Search code examples
javapriority-queuehighest

Java: Collection of N highest elements


I need to find N largest elements in a big collection of data.

I have:

  • A collection of hundreds of millions items in external database (Cassandra)
  • A job that iterates through these items and finds item with largest value

    Item largest = null;
    
    // Page through big data
    List<Item> items = getNextPage(pageSize);
    while (items.size() > 0) {
    
      // Update largest item based on values from current page
      for (Item current : items) {
        if (largest == null || largest.getValue() < current.getValue()) {
          largest = current;
        }
      }
    
      // Move to next page
      items = getNextPage(pageSize);
    }
    

I need:

  • Extend this job to hold N (lets say 100) elements with highest value

My approach:

  • I was thinking about something like priority queue with fixed size

    class PQsort implements Comparator<Item> {
    
      public int compare(Item one, Item two) {
        return two.getValue() - one.getValue();
      }
    }
    
    PriorityQueue<Item> pq = new PriorityQueue<Item>(101, new PQsort());
    
    ...while...for...
    
    pq.offer(current);
    if (pq.size() == 101) {
      // Remove the tail somehow 
    }
    ...
    
  • Removing the tail: Removing tail element of priority queue

What is the optimal solution for this task?


Solution

  • A couple of thoughts on this.

    This task is well suited for using multiple processors. You could split the pages across a pool of threads and then combine the results as they complete.
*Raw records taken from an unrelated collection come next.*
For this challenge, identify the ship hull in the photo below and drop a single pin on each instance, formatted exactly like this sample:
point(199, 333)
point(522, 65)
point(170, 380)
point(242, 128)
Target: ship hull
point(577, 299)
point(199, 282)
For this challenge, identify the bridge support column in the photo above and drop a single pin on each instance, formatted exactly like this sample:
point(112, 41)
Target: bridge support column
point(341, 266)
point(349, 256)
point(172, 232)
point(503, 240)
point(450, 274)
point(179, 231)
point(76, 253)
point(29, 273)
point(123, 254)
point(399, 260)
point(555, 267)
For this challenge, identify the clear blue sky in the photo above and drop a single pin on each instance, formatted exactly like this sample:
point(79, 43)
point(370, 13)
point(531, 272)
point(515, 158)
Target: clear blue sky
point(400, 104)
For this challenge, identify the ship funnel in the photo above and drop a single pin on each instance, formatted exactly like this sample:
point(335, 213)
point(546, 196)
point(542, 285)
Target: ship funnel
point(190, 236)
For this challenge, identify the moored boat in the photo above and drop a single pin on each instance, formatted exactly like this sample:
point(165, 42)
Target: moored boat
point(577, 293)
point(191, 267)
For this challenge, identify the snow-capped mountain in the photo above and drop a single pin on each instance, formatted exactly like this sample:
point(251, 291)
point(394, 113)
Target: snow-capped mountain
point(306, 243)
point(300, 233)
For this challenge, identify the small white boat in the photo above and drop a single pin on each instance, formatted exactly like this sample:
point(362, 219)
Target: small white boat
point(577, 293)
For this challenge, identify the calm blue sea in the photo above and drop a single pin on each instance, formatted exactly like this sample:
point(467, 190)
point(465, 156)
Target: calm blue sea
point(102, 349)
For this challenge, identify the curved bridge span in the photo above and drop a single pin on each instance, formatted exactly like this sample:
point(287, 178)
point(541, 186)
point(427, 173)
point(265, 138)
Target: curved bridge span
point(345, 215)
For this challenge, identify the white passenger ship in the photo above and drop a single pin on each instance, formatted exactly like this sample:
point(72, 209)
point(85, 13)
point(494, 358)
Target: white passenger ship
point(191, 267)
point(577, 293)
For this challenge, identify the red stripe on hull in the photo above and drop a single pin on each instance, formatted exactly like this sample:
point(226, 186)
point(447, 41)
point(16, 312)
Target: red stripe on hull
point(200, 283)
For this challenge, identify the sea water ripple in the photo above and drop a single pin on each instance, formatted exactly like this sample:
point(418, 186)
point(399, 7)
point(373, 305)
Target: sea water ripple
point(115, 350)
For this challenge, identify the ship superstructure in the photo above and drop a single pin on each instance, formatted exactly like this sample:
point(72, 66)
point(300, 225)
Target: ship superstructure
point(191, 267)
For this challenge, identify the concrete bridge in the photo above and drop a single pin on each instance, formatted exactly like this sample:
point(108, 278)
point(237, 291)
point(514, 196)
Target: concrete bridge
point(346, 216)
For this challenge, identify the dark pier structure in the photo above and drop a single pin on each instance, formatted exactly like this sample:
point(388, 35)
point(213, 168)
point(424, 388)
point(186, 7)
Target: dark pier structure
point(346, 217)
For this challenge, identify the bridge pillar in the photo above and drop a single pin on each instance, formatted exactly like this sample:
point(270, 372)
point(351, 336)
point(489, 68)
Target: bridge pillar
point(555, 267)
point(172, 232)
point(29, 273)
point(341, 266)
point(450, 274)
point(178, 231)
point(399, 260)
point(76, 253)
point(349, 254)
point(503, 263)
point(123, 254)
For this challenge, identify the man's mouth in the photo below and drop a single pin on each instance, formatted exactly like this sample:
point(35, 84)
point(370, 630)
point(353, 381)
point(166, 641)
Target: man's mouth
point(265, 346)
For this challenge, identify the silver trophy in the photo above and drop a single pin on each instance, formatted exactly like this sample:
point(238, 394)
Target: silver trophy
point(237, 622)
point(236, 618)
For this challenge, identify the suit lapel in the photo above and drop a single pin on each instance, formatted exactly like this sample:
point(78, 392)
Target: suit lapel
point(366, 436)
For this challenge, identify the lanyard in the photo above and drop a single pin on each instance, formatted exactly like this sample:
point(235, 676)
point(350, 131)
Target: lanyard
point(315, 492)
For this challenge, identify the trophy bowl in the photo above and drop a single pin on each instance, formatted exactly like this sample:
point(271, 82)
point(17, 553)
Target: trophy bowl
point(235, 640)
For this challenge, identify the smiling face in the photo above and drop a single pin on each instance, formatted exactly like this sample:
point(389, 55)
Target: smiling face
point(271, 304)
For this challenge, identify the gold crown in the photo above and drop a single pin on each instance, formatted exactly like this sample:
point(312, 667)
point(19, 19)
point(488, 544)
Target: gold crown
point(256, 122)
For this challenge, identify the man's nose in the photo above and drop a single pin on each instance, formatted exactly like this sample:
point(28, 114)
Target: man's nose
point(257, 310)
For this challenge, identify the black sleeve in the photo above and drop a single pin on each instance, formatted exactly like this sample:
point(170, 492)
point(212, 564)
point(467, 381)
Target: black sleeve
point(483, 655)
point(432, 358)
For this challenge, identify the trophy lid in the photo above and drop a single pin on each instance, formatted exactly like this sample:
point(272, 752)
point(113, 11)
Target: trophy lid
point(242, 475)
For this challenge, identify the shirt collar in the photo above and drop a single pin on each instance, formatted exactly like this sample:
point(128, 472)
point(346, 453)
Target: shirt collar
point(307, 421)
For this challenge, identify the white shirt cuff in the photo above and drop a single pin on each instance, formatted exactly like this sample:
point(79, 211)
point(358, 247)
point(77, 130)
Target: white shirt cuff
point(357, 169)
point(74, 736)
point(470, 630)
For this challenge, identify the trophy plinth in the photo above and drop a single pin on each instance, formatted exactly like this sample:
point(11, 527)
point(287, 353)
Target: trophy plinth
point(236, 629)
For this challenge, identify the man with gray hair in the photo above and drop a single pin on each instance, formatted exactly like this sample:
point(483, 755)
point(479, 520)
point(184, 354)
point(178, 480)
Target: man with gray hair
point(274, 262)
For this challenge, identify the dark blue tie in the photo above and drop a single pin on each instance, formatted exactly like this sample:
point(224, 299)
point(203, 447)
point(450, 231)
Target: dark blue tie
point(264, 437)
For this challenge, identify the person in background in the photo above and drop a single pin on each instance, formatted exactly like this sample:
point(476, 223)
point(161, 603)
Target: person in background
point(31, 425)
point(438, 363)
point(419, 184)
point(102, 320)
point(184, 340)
    It's unnecessary to insert each value, allow the collection to sort and then remove the smallest. Quicker would be to just check if each item is larger than the smallest (i.e. the last) item in the collection.

    Here's a simple example finding the 100 largest integers in an array of 10,000 random integers.

        Queue<Integer> largest = new PriorityQueue<>(100);
    
        for (int item : new Random().ints(10000, 0, 100).toArray()) {
            if (largest.size() < 100 || largest.peek() < item) {
                if (largest.size() == 100)
                    largest.remove();
                largest.add(item);
            }
        }
        System.out.println(largest);